Kinetochores are not only essential for chromosome movements during chromosome congression but also play an essential role during anaphase chromosome segregation. There is substantial evidence that chromosome movements in anaphase are regulated in a manner that is different from prometaphase/metaphase. For example, while poleward microtubule flux appears to have no effect on chromosome alignment, it can play a major role in anaphase, both at the chromosome speed level and for the synchronization of movements of the individual chromosomes [126, 172–174]. Moreover, the microtubule dynamics of the K-fiber appear to be very different between the different mitotic stages [121]. However, for many proteins that are involved in chromosome movement during prometaphase, it is unclear whether they also regulate anaphase movements.

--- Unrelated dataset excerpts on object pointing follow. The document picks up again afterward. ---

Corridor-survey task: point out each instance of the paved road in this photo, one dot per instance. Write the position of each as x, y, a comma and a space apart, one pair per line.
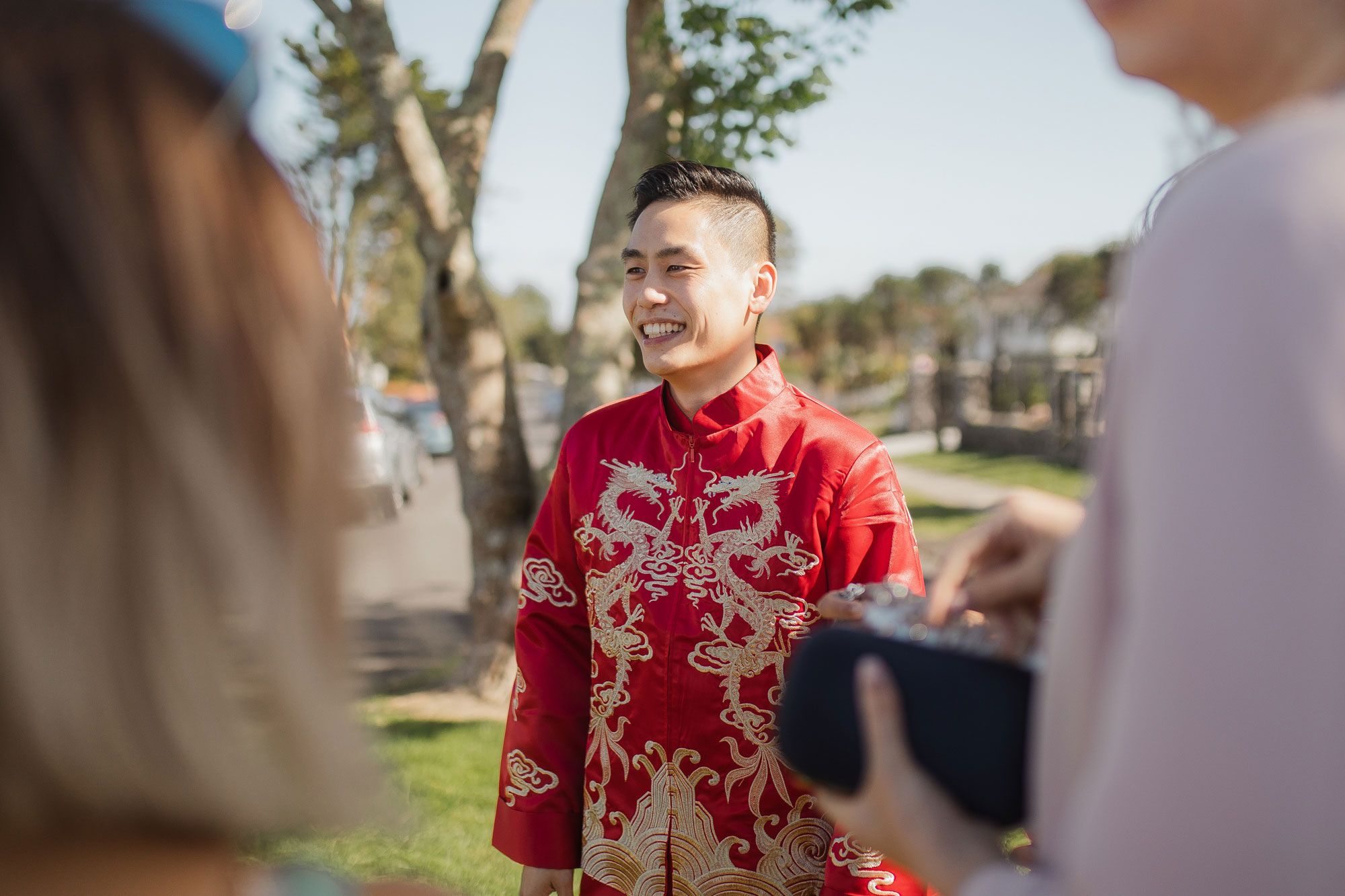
406, 588
407, 581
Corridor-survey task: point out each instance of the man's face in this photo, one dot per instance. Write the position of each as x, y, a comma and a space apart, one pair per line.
692, 298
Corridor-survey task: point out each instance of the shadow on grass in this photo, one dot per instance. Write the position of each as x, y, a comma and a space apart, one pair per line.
423, 729
939, 512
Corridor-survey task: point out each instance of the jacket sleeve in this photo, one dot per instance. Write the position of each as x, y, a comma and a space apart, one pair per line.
541, 802
871, 537
870, 533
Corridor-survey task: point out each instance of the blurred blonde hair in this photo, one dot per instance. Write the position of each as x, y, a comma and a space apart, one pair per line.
173, 436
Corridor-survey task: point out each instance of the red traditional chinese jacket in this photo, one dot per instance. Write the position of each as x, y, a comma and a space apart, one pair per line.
672, 569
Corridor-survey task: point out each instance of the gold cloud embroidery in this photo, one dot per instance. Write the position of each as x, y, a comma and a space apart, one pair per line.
793, 862
543, 581
527, 776
864, 864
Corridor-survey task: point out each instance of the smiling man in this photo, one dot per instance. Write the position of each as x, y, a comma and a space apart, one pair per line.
676, 563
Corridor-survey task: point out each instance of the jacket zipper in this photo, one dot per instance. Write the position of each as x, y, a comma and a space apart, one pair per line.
675, 736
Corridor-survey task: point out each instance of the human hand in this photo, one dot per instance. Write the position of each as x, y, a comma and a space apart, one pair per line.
1003, 564
900, 810
848, 604
544, 881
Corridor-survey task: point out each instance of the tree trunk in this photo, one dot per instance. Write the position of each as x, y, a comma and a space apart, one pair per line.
599, 353
466, 346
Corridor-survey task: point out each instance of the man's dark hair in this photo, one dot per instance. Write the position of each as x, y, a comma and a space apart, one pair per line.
738, 205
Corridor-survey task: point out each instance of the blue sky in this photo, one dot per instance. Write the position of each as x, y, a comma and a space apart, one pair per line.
969, 131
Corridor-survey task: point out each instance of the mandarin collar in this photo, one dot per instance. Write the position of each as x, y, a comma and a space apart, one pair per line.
750, 396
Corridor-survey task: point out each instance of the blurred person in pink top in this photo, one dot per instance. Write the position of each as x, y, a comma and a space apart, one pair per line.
1190, 731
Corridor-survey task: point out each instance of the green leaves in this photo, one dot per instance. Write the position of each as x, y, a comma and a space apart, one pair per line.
1079, 283
743, 73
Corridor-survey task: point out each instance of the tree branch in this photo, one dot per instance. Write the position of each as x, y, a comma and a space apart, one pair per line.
401, 112
470, 128
334, 14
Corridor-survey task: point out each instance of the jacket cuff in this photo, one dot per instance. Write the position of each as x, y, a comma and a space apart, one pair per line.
537, 840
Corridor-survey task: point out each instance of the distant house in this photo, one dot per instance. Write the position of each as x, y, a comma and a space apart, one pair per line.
1032, 376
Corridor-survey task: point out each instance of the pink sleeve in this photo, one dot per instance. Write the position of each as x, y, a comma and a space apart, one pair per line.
1214, 758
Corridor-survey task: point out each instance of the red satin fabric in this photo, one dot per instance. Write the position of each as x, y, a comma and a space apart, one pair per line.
669, 576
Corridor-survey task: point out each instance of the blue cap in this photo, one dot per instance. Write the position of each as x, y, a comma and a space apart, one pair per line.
198, 30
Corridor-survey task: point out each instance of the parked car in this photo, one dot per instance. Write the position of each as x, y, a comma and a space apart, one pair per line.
388, 455
432, 427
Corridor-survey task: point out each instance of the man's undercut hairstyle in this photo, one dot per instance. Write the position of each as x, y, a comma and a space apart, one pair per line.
736, 205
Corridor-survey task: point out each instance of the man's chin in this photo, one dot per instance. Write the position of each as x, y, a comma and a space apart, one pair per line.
661, 365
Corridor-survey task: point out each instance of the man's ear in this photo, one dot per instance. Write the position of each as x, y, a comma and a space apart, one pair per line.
763, 288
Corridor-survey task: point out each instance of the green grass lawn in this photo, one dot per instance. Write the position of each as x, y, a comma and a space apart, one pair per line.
447, 774
937, 522
1007, 470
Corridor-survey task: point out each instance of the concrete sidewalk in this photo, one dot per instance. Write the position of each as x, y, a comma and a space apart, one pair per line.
942, 489
950, 491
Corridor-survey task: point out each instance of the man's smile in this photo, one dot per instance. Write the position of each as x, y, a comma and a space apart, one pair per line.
658, 331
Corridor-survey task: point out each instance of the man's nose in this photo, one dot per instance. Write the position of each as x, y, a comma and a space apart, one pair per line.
652, 298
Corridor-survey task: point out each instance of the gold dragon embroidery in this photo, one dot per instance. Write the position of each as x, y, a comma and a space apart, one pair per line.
793, 862
527, 776
653, 561
775, 619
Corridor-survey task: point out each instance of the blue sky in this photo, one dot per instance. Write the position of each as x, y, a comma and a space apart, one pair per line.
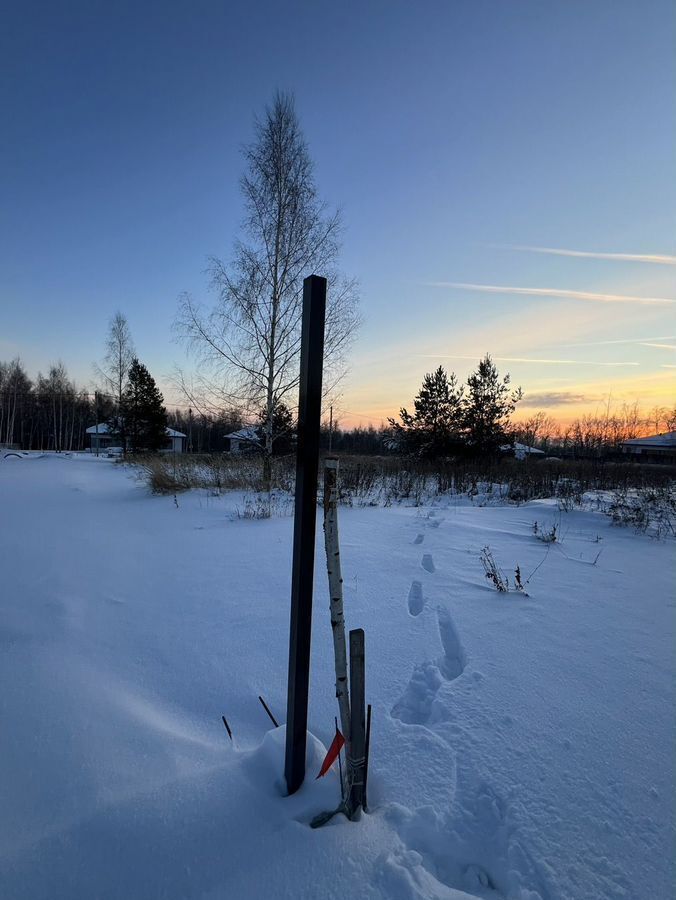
448, 133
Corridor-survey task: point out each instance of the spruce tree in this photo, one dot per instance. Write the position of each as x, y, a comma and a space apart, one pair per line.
488, 405
143, 412
434, 428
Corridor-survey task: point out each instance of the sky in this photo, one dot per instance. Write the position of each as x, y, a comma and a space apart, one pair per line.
504, 168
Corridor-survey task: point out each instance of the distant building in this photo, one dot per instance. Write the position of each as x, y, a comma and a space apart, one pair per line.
101, 438
244, 440
656, 448
521, 451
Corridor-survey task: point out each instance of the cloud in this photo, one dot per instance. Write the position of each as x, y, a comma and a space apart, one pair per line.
557, 293
529, 359
557, 398
654, 258
644, 341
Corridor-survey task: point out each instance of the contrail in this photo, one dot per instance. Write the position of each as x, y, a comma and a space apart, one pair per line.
659, 259
557, 293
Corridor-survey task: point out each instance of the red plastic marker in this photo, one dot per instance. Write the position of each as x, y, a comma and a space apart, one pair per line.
332, 754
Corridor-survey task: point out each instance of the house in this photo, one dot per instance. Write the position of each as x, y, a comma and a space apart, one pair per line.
244, 440
656, 448
101, 438
522, 451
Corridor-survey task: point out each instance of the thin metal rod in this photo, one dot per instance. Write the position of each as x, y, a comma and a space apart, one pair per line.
267, 710
367, 752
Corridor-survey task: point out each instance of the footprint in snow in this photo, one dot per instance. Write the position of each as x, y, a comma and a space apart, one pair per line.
415, 599
428, 563
415, 705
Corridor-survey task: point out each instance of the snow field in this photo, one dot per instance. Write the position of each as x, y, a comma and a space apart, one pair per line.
522, 745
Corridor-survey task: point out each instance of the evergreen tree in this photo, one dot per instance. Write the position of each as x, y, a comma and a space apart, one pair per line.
434, 428
143, 412
488, 406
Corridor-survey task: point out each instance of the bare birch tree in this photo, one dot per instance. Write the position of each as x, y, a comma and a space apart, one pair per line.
249, 344
118, 357
114, 371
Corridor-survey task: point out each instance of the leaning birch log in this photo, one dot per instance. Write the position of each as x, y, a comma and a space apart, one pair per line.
336, 594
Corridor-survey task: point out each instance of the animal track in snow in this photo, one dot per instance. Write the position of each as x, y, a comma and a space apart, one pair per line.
415, 599
428, 563
415, 705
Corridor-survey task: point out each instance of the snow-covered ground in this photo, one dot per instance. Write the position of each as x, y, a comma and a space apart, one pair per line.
522, 745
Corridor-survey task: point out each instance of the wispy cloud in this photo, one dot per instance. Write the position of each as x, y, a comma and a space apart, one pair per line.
557, 398
557, 293
645, 341
659, 259
530, 359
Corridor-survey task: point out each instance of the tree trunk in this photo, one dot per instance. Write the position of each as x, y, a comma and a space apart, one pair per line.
336, 594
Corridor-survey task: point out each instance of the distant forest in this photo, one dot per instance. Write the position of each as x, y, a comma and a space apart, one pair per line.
52, 413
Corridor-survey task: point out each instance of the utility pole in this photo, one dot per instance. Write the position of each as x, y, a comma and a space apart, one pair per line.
96, 404
305, 520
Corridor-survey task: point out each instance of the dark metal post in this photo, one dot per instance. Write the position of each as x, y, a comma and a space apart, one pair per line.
307, 464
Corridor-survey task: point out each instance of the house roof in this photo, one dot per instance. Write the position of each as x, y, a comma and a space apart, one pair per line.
654, 441
246, 434
522, 448
104, 428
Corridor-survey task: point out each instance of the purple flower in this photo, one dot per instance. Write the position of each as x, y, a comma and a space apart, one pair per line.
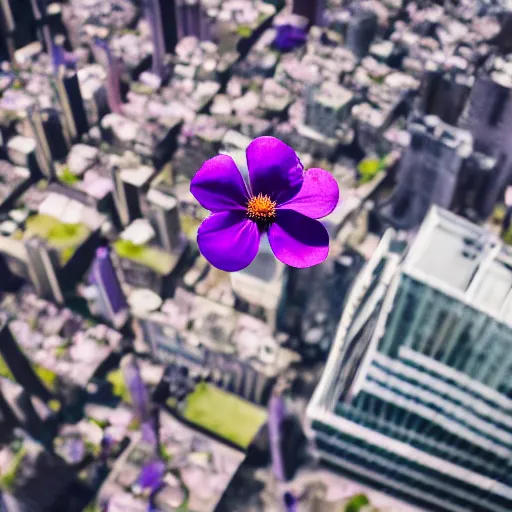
282, 200
289, 37
151, 476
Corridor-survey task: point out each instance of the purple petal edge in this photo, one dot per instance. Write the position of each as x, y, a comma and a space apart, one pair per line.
228, 240
218, 186
274, 169
297, 240
318, 196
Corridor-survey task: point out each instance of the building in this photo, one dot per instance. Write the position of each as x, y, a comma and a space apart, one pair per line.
263, 285
154, 18
70, 98
361, 30
18, 364
109, 298
488, 116
128, 187
42, 480
444, 94
44, 267
429, 171
417, 391
313, 10
165, 219
192, 20
327, 106
113, 85
43, 150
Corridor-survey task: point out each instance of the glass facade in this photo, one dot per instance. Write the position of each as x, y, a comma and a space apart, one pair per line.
418, 401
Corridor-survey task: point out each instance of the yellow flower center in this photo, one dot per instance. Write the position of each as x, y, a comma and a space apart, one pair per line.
261, 208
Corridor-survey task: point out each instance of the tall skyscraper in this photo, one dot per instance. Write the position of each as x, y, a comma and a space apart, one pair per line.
111, 301
429, 170
192, 20
153, 15
168, 15
488, 116
417, 391
276, 415
39, 11
72, 104
113, 85
165, 219
361, 30
444, 94
43, 151
18, 364
313, 10
327, 105
8, 26
44, 266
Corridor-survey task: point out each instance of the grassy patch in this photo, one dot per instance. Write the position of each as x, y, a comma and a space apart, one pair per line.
356, 503
4, 370
66, 238
156, 259
115, 377
54, 405
224, 414
369, 168
244, 31
67, 177
507, 237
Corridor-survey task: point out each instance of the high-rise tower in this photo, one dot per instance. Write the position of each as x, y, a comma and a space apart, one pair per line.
429, 170
417, 391
488, 116
111, 301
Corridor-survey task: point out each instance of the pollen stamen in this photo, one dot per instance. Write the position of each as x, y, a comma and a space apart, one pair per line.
261, 208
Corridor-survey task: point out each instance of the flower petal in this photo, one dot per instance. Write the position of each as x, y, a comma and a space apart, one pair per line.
318, 196
228, 240
297, 240
274, 169
218, 185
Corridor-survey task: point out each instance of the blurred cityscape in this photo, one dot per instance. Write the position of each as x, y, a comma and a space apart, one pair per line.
135, 377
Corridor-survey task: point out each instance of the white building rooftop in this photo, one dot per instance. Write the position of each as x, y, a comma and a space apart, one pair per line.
465, 261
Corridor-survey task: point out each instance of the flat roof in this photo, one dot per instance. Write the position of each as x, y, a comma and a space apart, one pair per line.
465, 261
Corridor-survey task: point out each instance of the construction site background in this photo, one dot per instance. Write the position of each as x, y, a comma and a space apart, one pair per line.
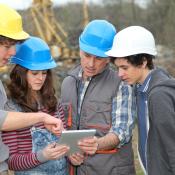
60, 27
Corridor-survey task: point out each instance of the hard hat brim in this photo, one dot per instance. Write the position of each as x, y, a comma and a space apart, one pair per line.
121, 53
16, 36
43, 66
92, 50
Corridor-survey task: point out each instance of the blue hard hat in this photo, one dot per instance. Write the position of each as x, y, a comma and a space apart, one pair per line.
97, 38
33, 54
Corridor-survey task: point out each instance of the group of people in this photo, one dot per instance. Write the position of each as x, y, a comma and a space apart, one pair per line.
93, 95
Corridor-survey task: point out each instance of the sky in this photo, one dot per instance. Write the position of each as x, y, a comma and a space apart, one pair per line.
24, 4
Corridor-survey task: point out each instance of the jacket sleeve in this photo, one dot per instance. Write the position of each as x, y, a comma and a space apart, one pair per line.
162, 116
18, 161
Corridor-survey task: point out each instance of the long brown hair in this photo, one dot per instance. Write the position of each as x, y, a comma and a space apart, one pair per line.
19, 91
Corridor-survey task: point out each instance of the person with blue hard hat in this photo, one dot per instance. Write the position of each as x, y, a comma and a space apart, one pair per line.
11, 33
93, 96
33, 150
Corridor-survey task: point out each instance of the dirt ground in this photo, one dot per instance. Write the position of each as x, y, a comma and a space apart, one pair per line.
137, 165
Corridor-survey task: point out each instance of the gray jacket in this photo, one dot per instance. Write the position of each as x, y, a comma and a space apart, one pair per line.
96, 113
4, 152
161, 136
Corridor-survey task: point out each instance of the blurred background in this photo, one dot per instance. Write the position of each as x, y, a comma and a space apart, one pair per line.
60, 22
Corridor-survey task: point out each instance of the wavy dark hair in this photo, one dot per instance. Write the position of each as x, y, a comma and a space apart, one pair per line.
20, 93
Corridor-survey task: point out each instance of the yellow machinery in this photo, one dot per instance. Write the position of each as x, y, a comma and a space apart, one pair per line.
49, 29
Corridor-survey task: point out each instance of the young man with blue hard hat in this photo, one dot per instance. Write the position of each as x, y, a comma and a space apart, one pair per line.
133, 53
11, 32
93, 96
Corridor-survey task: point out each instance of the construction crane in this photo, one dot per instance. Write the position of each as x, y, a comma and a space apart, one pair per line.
49, 29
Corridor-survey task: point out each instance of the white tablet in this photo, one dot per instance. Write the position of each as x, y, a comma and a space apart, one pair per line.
72, 137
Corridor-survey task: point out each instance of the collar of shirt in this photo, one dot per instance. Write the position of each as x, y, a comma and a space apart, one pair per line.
144, 87
80, 76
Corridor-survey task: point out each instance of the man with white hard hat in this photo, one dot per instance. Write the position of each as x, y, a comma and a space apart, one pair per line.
133, 52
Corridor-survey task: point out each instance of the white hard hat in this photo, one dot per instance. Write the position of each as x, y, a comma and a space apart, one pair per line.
131, 41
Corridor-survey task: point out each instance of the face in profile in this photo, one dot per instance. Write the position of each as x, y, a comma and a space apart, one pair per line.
36, 79
128, 72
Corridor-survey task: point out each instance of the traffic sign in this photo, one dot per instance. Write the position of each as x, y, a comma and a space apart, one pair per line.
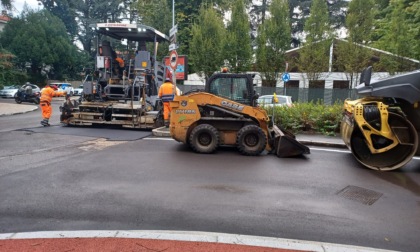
173, 59
285, 77
173, 47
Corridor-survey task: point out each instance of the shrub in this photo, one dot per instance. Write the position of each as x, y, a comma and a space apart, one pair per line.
312, 117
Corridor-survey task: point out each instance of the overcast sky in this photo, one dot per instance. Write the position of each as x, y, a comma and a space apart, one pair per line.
18, 5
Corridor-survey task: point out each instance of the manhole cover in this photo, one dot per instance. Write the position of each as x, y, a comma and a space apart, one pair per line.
359, 194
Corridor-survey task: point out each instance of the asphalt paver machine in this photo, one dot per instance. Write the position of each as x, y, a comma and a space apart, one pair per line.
123, 88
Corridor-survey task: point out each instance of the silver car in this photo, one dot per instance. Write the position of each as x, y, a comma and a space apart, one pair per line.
9, 91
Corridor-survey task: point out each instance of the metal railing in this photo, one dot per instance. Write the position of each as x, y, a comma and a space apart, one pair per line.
327, 96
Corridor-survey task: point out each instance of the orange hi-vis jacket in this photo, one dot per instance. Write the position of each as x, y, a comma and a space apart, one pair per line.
167, 92
48, 93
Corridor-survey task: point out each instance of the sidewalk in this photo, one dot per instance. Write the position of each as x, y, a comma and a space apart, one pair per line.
168, 241
12, 108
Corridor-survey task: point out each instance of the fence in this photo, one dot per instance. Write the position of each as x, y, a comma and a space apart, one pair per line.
328, 96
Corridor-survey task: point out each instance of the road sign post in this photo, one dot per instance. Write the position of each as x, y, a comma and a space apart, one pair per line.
285, 77
173, 59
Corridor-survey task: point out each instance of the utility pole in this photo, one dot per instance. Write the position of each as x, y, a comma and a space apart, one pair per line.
173, 13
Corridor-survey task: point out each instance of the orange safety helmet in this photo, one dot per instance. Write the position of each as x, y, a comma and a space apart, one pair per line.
169, 74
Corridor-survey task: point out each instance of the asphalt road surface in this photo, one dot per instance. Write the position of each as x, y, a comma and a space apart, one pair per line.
71, 178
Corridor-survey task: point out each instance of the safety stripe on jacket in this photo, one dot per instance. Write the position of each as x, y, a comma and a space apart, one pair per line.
166, 98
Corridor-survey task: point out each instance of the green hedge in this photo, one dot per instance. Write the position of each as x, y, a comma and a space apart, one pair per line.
309, 117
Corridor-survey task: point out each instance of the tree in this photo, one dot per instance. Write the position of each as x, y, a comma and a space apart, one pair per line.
65, 10
206, 55
397, 31
300, 11
156, 14
78, 15
352, 56
7, 4
238, 51
396, 37
273, 42
41, 44
314, 56
8, 72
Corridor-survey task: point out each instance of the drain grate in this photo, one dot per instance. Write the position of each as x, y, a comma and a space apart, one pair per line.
359, 194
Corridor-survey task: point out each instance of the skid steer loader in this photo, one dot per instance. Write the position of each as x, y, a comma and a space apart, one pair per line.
226, 113
382, 128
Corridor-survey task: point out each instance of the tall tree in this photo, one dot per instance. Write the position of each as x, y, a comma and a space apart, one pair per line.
7, 4
314, 56
206, 54
156, 14
40, 39
65, 10
238, 51
395, 37
8, 72
352, 56
300, 11
273, 42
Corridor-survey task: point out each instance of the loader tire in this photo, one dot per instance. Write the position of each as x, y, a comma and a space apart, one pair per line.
204, 139
251, 140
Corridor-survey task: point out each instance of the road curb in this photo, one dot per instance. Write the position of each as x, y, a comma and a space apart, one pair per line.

This is due to the fact that depletion or inactivation of these components leads to such drastic phenotypes prior to anaphase that effects on anaphase are hard to interpret. As an extreme example, we do not know whether kinetochores require the Ndc80 complex during anaphase, as one would presume, or whether its role is restricted to chromosome attachment during prometaphase and metaphase. The development or rediscovery of technical strategies that allow the inactivation of a particular protein or the disruption of a critical interaction with high temporal resolution will aid in solving these issues. For instance, the identification of small molecules that disrupt protein–protein interactions or enzymatic activities, or returning to the use of micro-injection of metaphase/anaphase cells might offer crucial insights into the function of kinetochore proteins in anaphase (see e.g., [61]).

Concluding remarks

From the moment the spindle microtubules start reaching out for the chromosomes, many highly dynamic processes are initiated and coordinated to ensure that each chromosome ends up at the metaphase plate prior to chromosome segregation. We have attempted to outline the most important of these processes and highlight some of the lacunas in our understanding of them. The rapid evolution and implementation of novel imaging techniques and the ability to perturb the processes and visualize them in many model organisms will certainly spur research efforts in the coming years. Although it may take quite some time, we’re closing in on finding out how cells manage to congress and segregate all chromosomes without errors, over and over again.